Journalist and historian Perry (Lift Up Thy Voice, 2001, etc.) examines in remarkable detail the 15-month period during which two iconic American figures produced monumental American literature.
Ulysses S. Grant (1822–85) had the greater struggle. Left holding the bag in 1884 after his Wall Street partner absconded, the two-term president and the country’s greatest general was flat broke, with a cancerous growth fatally rooted at the back of his mouth. Mark Twain (1835–1910), younger by a dozen years, had evolved over the previous decade from an unabashed fan into a close friend and confidant of Grant’s. The two initially had little more in common than an upbringing in the West (Twain actually served a few weeks in a Confederate unit before abandoning the Civil War entirely), but both loved to tell stories while smoking cigars. Not privy at first to the seriousness of Grant’s illness, Twain proposed that the general write his memoirs as a favor to the nation and a way to make money for both of them; Perry avers that Twain hoped to secure the publishing rights as a largesse for the company he owned, fronted by his niece’s husband.
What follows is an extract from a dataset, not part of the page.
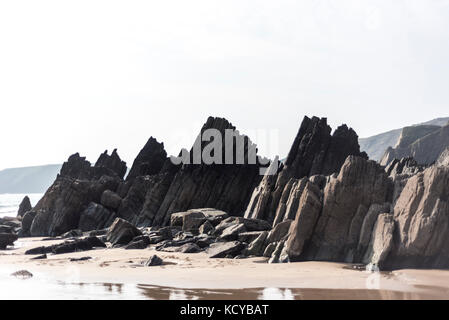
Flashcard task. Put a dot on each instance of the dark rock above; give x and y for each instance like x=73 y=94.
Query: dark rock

The proud and modest Grant had no income and dismissed any attempts at financial aid, no matter how well disguised, even from fellow officers who had stayed close. He had resisted writing his memoirs, the author states, for fear that a poor reception would further embarrass his family. After winning him over, Twain took up an unfinished novel he had put down years before without a clue to an ending; now he finally got his scapegrace hero and runaway slave off the river to complete The Adventures of Huckleberry Finn.
Intimate, spellbinding drama of the affinity between friends, each struggling in his own way to tell the country the truth about itself.